Mit 15 Jahren erhält sein erstes Aufgebot für die Junioren-Nati. Er wird zugleich Stammgoalie der ersten Mannschaft des HCL.
In der Saison 1963/64 gelingt den Luganesi der Aufstieg in die Nationalliga B. Am Erfolg hat Molina entscheidenden Anteil.
Bald wird er in die Schweizer A-Nationalmannschaft berufen, deren Tor er bis 1976 hütet. Stamm-Keeper bleibt er beim HCL bis 1982, als die Luganesi in die oberste Spielklasse aufsteigen.
1982 hängt er die Schlittschuhe an den Nagel, steht aber als Ersatztorhüter bei Notfällen weiterhin im Lugano-Tor. Im Trikot des HCL bestreitet er insgesamt mehr als 500 Partien, im Dress der Nationalmannschaft 64 Spiele.
Molina nimmt an den Olympischen Spielen von Sapporo (1972) und Innsbruck (1976) sowie an fünf Weltmeisterschaften teil.
Bei den Olympischen Winterspielen von Turin 2006 ist er erster Fackelläufer der Schweiz.
Von Beruf war Molina Bauzeichner. Er arbeitete bis zu seiner Pensionierung 2008 bei der Gemeinde Lugano.
Er ist verheiratet und Vater zweier erwachsener Kinder.
Nach Beendigung der aktiven Karriere hat der HCL seinem langjährigen Torhüter Alfio Molino ein Denkmal gesetzt: In der Mannschaft wird seine Nummer 1 nie wieder vergeben.

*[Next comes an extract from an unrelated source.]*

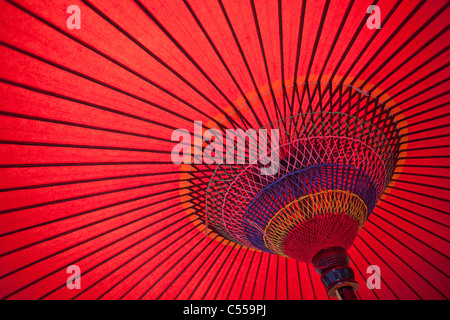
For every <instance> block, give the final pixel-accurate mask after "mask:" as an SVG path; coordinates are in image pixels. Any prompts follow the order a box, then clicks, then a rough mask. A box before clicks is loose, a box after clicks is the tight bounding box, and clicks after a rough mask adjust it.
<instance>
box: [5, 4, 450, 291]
mask: <svg viewBox="0 0 450 320" xmlns="http://www.w3.org/2000/svg"><path fill="white" fill-rule="evenodd" d="M371 5H376V6H377V7H378V9H379V11H380V22H381V25H380V26H379V27H380V28H379V29H378V28H376V27H375V28H370V27H371V26H372V27H373V26H374V24H376V22H377V21H376V17H375V16H374V14H375V13H374V12H375V11H373V10H369V13H368V8H369V7H370V6H371ZM70 6H77V7H72V8H71V9H70V10H68V7H70ZM448 6H449V3H448V2H447V1H418V0H410V1H387V0H385V1H383V0H381V1H364V0H361V1H359V0H358V1H337V0H327V1H299V0H295V1H294V0H292V1H290V0H279V1H276V0H267V1H256V0H242V1H241V0H240V1H234V0H213V1H211V0H195V1H194V0H186V1H181V0H151V1H150V0H148V1H122V0H121V1H118V0H114V1H51V0H48V1H38V0H36V1H19V0H17V1H16V0H14V1H10V0H7V1H4V2H1V3H0V61H1V68H0V92H1V94H0V102H1V103H0V117H1V121H0V124H1V126H0V129H1V131H0V139H1V145H0V148H1V153H0V154H1V157H0V160H1V164H0V177H1V179H0V200H1V201H0V297H1V298H4V299H40V298H44V299H327V298H328V296H327V294H326V291H325V290H324V289H323V285H322V283H321V281H320V277H319V276H318V275H317V274H316V272H315V271H314V269H313V268H312V267H311V266H310V265H307V264H305V263H302V262H297V261H296V260H293V259H290V258H285V257H280V256H277V255H273V254H270V253H267V252H261V251H258V250H253V249H249V248H248V247H245V246H241V245H239V244H236V243H234V242H231V241H229V240H228V239H226V238H225V237H223V236H222V235H221V234H219V233H216V232H210V233H209V236H208V237H205V232H204V230H205V227H206V226H205V223H204V215H205V212H204V210H203V206H204V201H205V194H201V192H199V194H198V195H197V196H195V197H193V196H192V194H190V195H189V194H188V190H190V189H189V188H190V183H191V184H192V182H195V181H197V182H198V181H202V180H201V179H202V178H201V177H200V176H199V175H195V179H198V180H195V179H194V181H193V178H192V177H193V176H192V168H191V167H190V166H189V165H176V164H174V163H173V162H172V160H171V151H172V149H173V147H174V146H175V145H176V144H177V142H174V141H172V140H171V135H172V132H173V131H174V130H176V129H180V128H182V129H183V128H184V129H187V130H189V131H190V132H193V125H194V121H201V122H202V124H203V126H204V128H205V129H206V128H215V127H220V125H221V126H223V127H224V128H231V127H232V126H233V125H235V126H237V127H242V128H248V127H251V128H256V129H257V128H261V127H264V126H267V125H268V124H270V123H272V122H274V121H277V120H280V119H282V118H285V117H289V116H291V115H293V113H294V111H295V110H291V109H290V108H289V104H287V103H286V104H284V105H283V104H282V103H280V104H277V103H276V102H275V101H282V100H283V94H284V93H285V92H287V93H291V92H293V89H292V88H294V87H295V86H296V85H300V84H307V86H308V85H310V84H311V85H312V84H317V83H320V84H321V83H328V84H335V85H340V86H341V87H342V88H349V87H352V88H356V89H357V90H361V91H360V93H361V94H364V93H368V94H370V95H372V96H374V97H377V99H379V101H381V102H382V103H383V104H384V105H385V106H386V108H388V109H389V111H390V112H391V113H392V114H393V115H394V118H395V121H396V123H397V126H398V129H399V132H400V134H401V137H402V139H401V141H400V145H401V147H400V153H399V158H398V162H397V165H396V168H395V172H394V175H393V177H392V179H391V182H390V184H389V186H388V188H387V189H386V193H385V195H384V196H383V197H382V198H381V201H380V202H379V203H378V205H377V206H376V207H375V209H374V211H373V212H372V214H371V215H370V218H369V220H368V221H367V222H366V224H365V225H364V228H363V229H362V230H361V231H360V233H359V234H358V237H357V238H356V240H355V242H354V244H353V246H352V247H351V248H350V249H349V255H350V260H351V265H352V266H353V268H354V270H355V277H356V280H357V281H358V282H359V284H360V288H359V290H358V291H357V295H358V297H359V298H361V299H448V297H449V296H450V291H449V290H450V289H449V288H450V286H449V282H448V275H449V271H450V270H449V264H448V254H449V245H448V241H449V237H448V226H449V218H448V211H449V210H448V200H449V198H450V193H449V188H448V181H449V180H448V179H449V177H450V171H449V147H448V145H449V143H448V141H449V140H448V139H449V138H448V136H449V133H450V129H449V126H448V123H449V120H450V117H449V108H448V98H449V95H448V93H449V87H450V85H449V81H448V71H449V69H448V57H449V56H448V43H449V40H450V34H449V31H448V16H449V14H450V9H449V8H448ZM78 9H79V11H78ZM78 13H79V16H77V14H78ZM74 15H75V16H74ZM78 17H79V19H80V20H79V21H78V22H79V25H77V19H78ZM368 20H369V23H368ZM77 27H79V29H78V28H77ZM304 87H305V86H304ZM297 111H299V110H297ZM190 172H191V173H190ZM73 265H75V266H77V267H78V268H79V271H80V272H81V278H80V280H81V281H80V288H79V289H77V288H70V285H69V286H68V285H67V282H68V278H69V277H70V276H71V275H72V274H73V272H75V273H76V270H75V269H69V272H68V268H69V267H70V266H73ZM371 265H375V266H378V267H379V269H377V270H378V271H377V272H378V273H380V276H381V282H380V283H381V284H380V288H379V289H372V290H371V289H369V288H368V286H366V281H367V280H368V279H369V278H370V277H371V275H373V274H374V272H373V269H372V268H371V267H369V266H371ZM73 270H75V271H73Z"/></svg>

Denn diese Nummer soll ewig mit Molina verbunden sein, der nie für einen anderen Verein als den Eishockey-Club seiner Heimatstadt gespielt hatte.
Dabei hatte Molina aufgrund seiner Weltklasseleistungen zahlreiche Offerten erhalten. So war er der erste Schweizer Eishockeyspieler, der ein Angebot eines Klubs aus Nordamerika erhalten hatte.